Over the years at work, Zee had gotten her reorientation time down to practically nothing. These days she could answer a phone in the middle of sleep and sound perky. She could drive a car dripping wet from a shower. Sometimes she was awakened at dawn and had to get on the train while the sky was rosy with optimism, in order to head out to the scene of a homicide or suicide, a fire, a moment of unparalleled bleakness or chaos. Other times she drove to her job in the middle of the night, and was so hungry when she left that she would try to find one of those places where cops gathered on breaks, and there she would sit among men and women in uniform, ordering eggs and home fries and butter-soaked toast—hoping this would somehow shore her up after what she’d just seen.

She and Noelle lived in an apartment off Clark Street in Andersonville, which had a pretty significant lesbian population. Noelle had stayed on at the school in the Learning Octagon? network despite the many problems, and she was now principal, a terrifying figure to some of the students, but still a figure of resplendence to Zee. In Andersonville, a place where she and Noelle could sometimes walk around holding hands, she thought about how furtive she often felt most other places. It was as though she had folded the furtiveness into her entire self.

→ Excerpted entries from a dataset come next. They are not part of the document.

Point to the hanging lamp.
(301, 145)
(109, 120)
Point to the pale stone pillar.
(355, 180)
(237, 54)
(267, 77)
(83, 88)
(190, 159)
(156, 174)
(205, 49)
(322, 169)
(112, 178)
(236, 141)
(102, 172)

Over time she had begun to describe herself in a matter-of-fact way as queer instead of gay. Queer felt stronger, queerer, its difference front and center. For Zee, lesbian had gone the way of the cassette tape. She’d always said she was political, but looking back on it, she felt it had been an avocation; now her work life was political in some deep and consistent way, she thought, because she entered the homes of struggling people, and saw what their lives were like. The windows and bulletin boards of cafés and stores in this neighborhood were thick with volunteering signage. Zee gave hours to a group that was involved with homeless youth. And they always needed help at the HIV groups, and also a group that was organizing around racial justice. Someone Zee knew always wanted her to come to meetings in a church basement.

Zee did not want to spend her free time in a church basement. At first she pictured the low ceilings and the long tables with bottles of Apple & Eve apple juice. She saw folding chairs, and even heard the scrape of chair foot on linoleum, and the creak as more chairs were opened, and then someone said, “Make room, make room,” and the circle widened. But she came to like some of the meetings, and she started to run others. Noelle went sometimes too, though often she said no, exhausted at the end of a workday, feet up, more work to do.

Right now, when Zee got off the phone with Greer, Noelle was on the sofa composing her weekly letter to parents and guardians. “So listen,” Zee said. “Greer is coming here tomorrow. She’s going to stay with us. I assume that’s okay, despite not giving you any warning.”

When Greer rang the bell in the early afternoon the next day, having taken an Uber from O’Hare, Zee was ready for her in the way she was always ready at work. She was prepared for the emergency that was happening to her closest friend. She sat Greer down on the couch and put a glass of very cold water in her hand, because hydration was surprisingly helpful, one of her instructors had said, and water was free, and ubiquitous. It couldn’t put out anyone’s fire, but it could make the person remember: I am part of the real world, a person holding a glass. I haven’t lost that ability. Sometimes Zee would watch the person lift the glass and drink, and she was relieved to watch the hand move, the segments of the throat move, to see the way the body participated, even now.

Greer drank gratefully, and when she was done she looked up. “Thanks for pushing me to come here,” she said. “I really didn’t expect to suddenly be unemployed.”

“All right,” said Zee. “Talk to me.”

So Greer told her a long and convoluted story about young women in Ecuador; about a successful rescue, and a botched post-rescue. But when she was done talking she didn’t look any more relieved. She was actually wringing her hands, Zee saw. Always, with clients, Zee looked at the hands; were they in fists, were they in prayer formation, or were they in this kind of desperation?

“And there’s something else,” said Greer.